Defending Indigenous peoples
Sônia Guajajara, Minister of Indigenous Peoples, initiated Funai's demilitarization. 43 troops who refused to protect Indigenous peoples have already been fired.
This is the start of a lengthy process to save the people. It is critical that the country harshly punish the military and all those who supported the military dictatorship's plan for the annihilation of Indigenous peoples.
This constitutes a crime against humanity, the report said.
The Armed Forces must be structured so that they do not attempt to restart this project in the future. It is no longer feasible to see a fundamental institution of Brazilian democracy collaborating with miners, coup plotters, and terrorists to actively destroy Indigenous peoples.
The Brazilian federal police lately announced that they are conducting an investigation into a "genocide" against the Yanomami people after it emerged that nearly a hundred children from the Indigenous group lost their lives.

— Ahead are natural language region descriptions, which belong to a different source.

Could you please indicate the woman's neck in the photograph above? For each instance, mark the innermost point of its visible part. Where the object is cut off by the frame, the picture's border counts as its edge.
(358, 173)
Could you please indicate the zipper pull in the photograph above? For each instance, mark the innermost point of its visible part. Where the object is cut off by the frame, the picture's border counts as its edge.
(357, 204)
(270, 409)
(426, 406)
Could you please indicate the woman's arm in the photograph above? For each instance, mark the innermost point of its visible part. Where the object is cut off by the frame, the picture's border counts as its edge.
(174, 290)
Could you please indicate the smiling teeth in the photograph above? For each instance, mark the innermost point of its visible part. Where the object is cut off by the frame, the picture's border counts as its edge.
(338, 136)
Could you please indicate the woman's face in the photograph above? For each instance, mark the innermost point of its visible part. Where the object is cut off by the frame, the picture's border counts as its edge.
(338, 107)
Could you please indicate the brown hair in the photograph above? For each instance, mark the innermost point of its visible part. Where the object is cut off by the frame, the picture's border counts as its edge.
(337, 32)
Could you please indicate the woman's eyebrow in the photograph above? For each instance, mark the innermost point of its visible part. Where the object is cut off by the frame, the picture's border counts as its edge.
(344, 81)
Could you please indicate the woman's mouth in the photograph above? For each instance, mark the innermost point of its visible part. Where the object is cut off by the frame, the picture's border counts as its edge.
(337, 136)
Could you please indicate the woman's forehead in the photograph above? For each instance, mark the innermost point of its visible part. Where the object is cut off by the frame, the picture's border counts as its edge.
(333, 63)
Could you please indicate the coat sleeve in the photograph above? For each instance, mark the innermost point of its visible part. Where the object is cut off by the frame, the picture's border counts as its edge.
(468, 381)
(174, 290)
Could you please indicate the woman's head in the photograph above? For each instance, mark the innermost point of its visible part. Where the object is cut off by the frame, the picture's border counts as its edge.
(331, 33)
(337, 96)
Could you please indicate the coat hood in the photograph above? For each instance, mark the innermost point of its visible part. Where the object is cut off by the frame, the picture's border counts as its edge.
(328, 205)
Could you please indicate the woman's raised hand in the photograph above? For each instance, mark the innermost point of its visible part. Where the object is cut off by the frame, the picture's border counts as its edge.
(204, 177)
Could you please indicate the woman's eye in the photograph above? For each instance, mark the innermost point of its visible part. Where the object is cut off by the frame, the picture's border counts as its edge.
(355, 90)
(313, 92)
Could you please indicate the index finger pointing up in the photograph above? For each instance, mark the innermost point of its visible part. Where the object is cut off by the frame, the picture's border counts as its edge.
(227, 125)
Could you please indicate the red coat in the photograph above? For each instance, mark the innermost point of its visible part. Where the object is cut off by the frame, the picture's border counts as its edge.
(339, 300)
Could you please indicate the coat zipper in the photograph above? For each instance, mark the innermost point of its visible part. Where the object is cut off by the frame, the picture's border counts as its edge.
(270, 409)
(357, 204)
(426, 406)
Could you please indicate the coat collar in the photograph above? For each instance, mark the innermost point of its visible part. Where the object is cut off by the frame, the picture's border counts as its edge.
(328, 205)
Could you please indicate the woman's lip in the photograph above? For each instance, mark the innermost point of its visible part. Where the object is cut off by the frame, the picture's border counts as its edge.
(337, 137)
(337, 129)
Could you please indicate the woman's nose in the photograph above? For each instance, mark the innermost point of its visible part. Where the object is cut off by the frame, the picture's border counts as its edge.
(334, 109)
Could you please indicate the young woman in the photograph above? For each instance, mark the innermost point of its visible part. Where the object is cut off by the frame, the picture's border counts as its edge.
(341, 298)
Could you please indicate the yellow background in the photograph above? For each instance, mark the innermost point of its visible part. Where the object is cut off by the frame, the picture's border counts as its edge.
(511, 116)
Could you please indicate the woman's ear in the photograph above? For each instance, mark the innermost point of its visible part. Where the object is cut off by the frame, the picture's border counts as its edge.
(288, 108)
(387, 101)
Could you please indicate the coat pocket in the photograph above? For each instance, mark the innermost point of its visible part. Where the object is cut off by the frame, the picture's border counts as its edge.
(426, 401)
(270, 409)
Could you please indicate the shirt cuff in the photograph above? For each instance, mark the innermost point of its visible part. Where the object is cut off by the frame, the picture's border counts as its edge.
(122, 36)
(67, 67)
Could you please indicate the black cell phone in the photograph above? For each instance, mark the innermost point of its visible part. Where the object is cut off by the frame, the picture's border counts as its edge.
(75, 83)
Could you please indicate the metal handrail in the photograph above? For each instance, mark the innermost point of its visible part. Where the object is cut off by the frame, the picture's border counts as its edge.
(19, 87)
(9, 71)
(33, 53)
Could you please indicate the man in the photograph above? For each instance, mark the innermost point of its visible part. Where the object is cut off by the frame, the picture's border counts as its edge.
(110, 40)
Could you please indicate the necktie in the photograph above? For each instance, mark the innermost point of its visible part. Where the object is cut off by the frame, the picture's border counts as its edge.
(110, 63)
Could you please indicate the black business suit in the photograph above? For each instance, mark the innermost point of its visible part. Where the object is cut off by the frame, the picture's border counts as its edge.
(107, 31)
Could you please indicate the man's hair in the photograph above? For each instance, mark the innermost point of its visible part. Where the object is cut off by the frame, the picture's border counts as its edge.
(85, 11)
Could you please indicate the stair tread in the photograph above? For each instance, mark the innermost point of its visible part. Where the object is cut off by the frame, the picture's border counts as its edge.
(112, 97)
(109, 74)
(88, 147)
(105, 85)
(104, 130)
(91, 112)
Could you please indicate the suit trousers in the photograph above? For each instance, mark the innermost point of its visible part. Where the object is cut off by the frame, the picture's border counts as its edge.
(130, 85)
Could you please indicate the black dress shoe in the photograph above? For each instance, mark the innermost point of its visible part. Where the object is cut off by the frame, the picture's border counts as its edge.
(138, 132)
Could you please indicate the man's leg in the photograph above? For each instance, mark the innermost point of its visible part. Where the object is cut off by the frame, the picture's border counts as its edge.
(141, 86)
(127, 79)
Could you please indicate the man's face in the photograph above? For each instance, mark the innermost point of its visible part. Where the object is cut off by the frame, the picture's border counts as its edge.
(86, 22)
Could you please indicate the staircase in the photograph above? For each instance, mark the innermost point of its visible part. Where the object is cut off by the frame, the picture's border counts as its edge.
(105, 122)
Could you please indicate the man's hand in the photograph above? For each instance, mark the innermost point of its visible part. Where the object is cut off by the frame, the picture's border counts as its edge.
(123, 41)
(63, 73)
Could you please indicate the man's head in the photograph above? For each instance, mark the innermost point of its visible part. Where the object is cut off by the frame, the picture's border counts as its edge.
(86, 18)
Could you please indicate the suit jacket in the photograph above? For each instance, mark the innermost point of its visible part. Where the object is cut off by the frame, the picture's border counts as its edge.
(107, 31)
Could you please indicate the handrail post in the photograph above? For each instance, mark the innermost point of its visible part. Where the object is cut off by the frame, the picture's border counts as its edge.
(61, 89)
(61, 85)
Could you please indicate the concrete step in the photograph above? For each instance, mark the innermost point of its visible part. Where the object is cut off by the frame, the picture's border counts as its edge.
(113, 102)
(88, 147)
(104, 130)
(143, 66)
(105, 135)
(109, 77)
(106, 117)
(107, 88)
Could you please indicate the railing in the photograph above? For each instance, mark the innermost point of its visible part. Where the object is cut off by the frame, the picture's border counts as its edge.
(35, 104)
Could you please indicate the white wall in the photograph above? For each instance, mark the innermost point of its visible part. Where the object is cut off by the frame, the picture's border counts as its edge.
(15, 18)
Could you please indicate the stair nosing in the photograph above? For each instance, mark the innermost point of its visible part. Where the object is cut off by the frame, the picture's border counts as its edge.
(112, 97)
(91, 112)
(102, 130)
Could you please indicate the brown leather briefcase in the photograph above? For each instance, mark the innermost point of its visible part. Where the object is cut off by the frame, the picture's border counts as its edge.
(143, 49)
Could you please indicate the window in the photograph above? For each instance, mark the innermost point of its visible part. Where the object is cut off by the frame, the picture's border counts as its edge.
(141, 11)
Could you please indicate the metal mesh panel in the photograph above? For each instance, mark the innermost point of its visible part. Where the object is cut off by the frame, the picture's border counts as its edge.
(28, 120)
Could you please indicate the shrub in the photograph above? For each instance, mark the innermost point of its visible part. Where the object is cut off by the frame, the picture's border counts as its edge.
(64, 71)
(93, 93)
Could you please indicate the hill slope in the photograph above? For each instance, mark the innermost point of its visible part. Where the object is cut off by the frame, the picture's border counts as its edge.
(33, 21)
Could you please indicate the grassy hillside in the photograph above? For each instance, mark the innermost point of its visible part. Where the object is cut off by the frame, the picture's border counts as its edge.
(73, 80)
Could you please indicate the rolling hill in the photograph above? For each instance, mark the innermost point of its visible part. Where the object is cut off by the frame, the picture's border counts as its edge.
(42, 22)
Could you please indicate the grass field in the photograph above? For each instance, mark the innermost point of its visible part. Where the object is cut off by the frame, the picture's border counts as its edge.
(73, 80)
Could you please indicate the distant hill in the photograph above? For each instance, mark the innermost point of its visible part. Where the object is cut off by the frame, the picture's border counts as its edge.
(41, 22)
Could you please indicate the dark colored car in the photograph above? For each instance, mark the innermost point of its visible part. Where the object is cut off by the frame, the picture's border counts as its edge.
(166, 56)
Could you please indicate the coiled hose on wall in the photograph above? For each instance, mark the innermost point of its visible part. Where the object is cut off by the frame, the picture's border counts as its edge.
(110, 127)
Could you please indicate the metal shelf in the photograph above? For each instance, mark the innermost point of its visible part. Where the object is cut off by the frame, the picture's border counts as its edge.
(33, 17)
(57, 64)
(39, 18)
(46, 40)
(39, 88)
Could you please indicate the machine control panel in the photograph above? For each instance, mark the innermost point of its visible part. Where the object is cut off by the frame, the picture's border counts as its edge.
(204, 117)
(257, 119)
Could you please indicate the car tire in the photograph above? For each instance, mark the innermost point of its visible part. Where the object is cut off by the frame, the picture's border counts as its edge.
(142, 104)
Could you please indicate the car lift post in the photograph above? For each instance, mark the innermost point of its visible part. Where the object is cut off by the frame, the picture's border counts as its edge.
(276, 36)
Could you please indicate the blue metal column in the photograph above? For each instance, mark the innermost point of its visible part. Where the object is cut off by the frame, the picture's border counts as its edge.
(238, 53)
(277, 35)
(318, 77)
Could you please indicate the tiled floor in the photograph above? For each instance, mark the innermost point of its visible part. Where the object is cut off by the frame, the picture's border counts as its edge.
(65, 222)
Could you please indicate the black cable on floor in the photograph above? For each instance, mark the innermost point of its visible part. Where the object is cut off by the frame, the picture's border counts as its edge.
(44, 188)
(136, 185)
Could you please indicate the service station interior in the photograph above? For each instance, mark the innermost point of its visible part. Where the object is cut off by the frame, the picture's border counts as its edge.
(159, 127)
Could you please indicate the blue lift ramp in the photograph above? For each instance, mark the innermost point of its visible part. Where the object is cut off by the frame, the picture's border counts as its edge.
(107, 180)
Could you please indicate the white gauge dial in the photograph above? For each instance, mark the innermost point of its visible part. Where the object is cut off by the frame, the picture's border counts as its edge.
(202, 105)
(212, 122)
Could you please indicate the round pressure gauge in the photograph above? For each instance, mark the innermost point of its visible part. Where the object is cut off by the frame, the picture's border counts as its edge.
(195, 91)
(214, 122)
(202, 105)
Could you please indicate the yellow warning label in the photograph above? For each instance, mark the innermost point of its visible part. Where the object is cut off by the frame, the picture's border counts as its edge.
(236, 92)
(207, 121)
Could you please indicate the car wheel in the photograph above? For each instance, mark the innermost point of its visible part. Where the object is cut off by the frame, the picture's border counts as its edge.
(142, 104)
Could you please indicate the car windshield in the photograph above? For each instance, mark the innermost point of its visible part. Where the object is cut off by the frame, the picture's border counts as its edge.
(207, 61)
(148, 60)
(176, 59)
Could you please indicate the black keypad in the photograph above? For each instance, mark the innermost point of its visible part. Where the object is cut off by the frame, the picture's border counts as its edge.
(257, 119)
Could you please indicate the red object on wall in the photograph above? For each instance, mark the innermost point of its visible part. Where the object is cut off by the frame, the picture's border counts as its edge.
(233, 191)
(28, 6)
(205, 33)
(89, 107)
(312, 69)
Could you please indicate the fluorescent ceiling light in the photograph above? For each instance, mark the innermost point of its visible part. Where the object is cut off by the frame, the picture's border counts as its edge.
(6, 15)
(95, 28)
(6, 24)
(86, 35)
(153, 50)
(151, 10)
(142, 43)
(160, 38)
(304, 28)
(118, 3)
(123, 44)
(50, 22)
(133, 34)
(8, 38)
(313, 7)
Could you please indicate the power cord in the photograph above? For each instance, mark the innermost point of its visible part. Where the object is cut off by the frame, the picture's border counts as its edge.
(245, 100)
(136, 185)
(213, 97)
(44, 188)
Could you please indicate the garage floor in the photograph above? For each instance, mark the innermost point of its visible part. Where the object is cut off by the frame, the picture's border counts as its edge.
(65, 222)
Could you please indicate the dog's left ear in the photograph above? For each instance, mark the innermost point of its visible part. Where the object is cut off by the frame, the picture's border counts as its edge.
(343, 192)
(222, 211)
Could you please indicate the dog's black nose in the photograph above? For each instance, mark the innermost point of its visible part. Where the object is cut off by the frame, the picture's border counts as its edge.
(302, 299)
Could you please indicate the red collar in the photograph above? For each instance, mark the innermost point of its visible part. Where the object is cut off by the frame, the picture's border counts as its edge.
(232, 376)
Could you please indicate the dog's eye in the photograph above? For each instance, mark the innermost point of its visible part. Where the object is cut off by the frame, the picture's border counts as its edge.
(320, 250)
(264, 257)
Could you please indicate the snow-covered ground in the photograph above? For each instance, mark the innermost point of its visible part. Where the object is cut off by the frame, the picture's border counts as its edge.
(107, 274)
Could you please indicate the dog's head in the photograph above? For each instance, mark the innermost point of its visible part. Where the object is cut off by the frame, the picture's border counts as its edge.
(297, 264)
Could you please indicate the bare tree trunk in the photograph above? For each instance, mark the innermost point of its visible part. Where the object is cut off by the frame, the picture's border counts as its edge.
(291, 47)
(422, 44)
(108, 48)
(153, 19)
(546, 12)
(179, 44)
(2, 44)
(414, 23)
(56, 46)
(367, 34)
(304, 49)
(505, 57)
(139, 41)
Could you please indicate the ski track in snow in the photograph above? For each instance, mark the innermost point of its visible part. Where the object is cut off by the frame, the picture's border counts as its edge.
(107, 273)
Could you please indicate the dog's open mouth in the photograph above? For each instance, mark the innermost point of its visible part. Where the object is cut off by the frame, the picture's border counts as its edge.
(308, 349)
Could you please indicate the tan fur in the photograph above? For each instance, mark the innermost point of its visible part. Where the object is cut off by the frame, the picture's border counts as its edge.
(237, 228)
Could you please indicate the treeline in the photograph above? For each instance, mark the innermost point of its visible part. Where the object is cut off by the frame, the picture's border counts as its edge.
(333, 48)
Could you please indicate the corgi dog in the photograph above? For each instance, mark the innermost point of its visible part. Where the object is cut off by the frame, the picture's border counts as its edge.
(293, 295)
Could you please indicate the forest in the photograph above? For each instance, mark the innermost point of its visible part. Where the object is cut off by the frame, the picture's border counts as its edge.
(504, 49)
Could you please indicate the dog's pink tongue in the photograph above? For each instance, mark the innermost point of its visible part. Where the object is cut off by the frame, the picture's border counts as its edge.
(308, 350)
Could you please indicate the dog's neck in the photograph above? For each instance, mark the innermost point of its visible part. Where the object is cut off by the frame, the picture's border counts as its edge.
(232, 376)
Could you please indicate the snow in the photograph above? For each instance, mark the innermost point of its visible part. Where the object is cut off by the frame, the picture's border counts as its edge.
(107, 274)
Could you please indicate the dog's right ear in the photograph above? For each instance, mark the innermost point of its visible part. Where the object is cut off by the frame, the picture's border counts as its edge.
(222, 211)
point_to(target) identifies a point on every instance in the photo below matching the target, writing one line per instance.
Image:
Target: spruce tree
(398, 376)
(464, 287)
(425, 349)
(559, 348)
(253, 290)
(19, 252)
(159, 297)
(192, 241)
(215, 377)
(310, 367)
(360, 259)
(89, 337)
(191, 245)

Last week, Lula's government said 99 Yanomami children under the age of five had died in 2022 on Brazil's largest Indigenous reservation, mainly due to malnutrition, pneumonia, and malaria.
Shockingly, conditions on the Yanomami reservation have become increasingly violent, with illegal miners regularly killing Indigenous residents, sexually abusing women and children, and contaminating the area's rivers with the mercury used to separate gold from sediment.
Experts have repeatedly warned that the rise in illegal mining in the Amazon has accelerated the development of diseases like malaria and TB, in addition to Covid-19.
The country's Supreme Court had ordered that gold miners in the area be removed, but the Bolsonaro government, which pushed mining and agribusiness on Indigenous grounds, never followed.
Today, the new government headed by Lula is exerting strained efforts to save Brazil's largest Indigenous reservation and its people.